Don’t yield to scammers’ threats to get you to pay taxes you don’t owe

IRS Calling? Probably Not

Of all the scams out there to steal your money, guess which one ranks #1 among those reported to the Better Business Bureau?

Answer: the IRS scam. It made up 24% of the complaints to the BBB last year.

Here’s how it works. Someone claiming to be with the IRS calls you with a dire warning: The IRS plans to sue you, file a lien against your property, suspend your driver’s license, or send the police to arrest you — unless you pay a delinquent tax bill. You’re given a telephone number to call so you can make the payment by credit or debit card or other means.

One of our clients got such a call and gave me the telephone number he was given. When I called, it was disconnected, suggesting the scammers had already moved on.

Another client said she received a call from someone identifying himself as an IRS officer. He even provided a badge number and a telephone number, although she asked him to repeat the information several times because of his strong foreign accent.

“He asked me to verify that he had my correct name and address, and then asked for the last four digits of my Social Security number,” she said. “I refused to give them to him, but he argued that he’d provided his badge number. When I asked how he could prove he was legitimate, he didn’t answer, but instead told me there were problems with my tax returns for 2009-2014 and that I owed the government $6,435. He said that if I didn’t pay, my driver’s license would be revoked and he would also do something with my mortgage payment. After I questioned him as to why this was my ‘final’ notice when I hadn’t received any previous notices, he hung up.”

The client then called the police, who told her they receive hundreds of similar calls from citizens all over town. “But they didn’t do anything,” she said. “I would have felt better if they had at least written down what I told them.” I explained that the police took no action because they have no way to catch the crook, who almost certainly resides outside their jurisdiction — perhaps even outside the country.

The IRS doesn’t call anyone to demand payments, nor do any government agencies. They send letters to you via the U.S. mail.

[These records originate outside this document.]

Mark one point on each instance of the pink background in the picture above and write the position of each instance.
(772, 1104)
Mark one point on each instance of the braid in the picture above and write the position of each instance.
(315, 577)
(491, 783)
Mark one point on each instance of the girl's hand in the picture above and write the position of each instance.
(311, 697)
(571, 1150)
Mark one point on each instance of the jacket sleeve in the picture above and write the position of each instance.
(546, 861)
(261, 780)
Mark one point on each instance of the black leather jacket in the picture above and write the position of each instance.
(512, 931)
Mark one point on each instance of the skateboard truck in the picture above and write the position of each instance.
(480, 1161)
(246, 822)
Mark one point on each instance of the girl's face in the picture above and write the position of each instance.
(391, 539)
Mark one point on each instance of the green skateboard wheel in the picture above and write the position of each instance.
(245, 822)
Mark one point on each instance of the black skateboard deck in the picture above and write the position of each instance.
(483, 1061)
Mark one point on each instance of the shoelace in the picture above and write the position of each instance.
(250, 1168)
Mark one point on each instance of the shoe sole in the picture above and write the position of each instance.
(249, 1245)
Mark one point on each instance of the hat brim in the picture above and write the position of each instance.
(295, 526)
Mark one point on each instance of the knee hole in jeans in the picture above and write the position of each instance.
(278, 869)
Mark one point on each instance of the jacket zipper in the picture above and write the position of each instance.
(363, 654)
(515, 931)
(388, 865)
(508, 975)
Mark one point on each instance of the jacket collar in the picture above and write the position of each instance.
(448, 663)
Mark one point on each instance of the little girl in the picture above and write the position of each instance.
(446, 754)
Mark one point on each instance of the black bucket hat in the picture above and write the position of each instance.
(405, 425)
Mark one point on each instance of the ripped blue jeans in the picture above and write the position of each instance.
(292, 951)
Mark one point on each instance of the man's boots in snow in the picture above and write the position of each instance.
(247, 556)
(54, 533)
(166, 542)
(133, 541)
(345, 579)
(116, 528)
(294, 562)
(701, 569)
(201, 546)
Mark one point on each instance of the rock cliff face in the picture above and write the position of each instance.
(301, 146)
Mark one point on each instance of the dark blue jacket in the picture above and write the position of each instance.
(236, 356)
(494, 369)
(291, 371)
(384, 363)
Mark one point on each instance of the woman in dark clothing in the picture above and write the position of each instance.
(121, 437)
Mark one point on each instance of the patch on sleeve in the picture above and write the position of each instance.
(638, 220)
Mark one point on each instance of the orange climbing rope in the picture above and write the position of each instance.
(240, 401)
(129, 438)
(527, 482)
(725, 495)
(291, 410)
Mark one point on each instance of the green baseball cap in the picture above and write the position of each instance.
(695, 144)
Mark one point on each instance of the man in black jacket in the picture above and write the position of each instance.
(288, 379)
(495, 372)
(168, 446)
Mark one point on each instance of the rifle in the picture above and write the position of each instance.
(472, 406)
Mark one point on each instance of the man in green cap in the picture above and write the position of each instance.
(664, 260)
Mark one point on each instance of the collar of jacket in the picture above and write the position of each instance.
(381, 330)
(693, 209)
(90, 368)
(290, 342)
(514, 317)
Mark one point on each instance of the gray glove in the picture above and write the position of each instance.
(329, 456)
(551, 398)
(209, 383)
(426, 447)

That may soon change. A federal law that went into effect Jan. 1 allows debt collectors to make automated calls to cell phones to try to collect money owed on any debts backed by the federal government, including taxes, student loans and mortgages. The FCC has until September to issue regulations about this. Meanwhile, the IRS says it’s looking for ways to help taxpayers avoid confusion between legitimate calls it might make in the future and those made by crooks — for whatever that’s worth.

The best strategy to protect yourself: Don’t prepare your own tax returns. Instead, hire a professional tax preparer — someone who is a CPA, an enrolled agent or a tax attorney. Then, if you ever get a communication by email, mail or phone from anyone claiming to be from the government, simply refer them to your tax advisor. Don’t respond on your own, and never provide any information requested.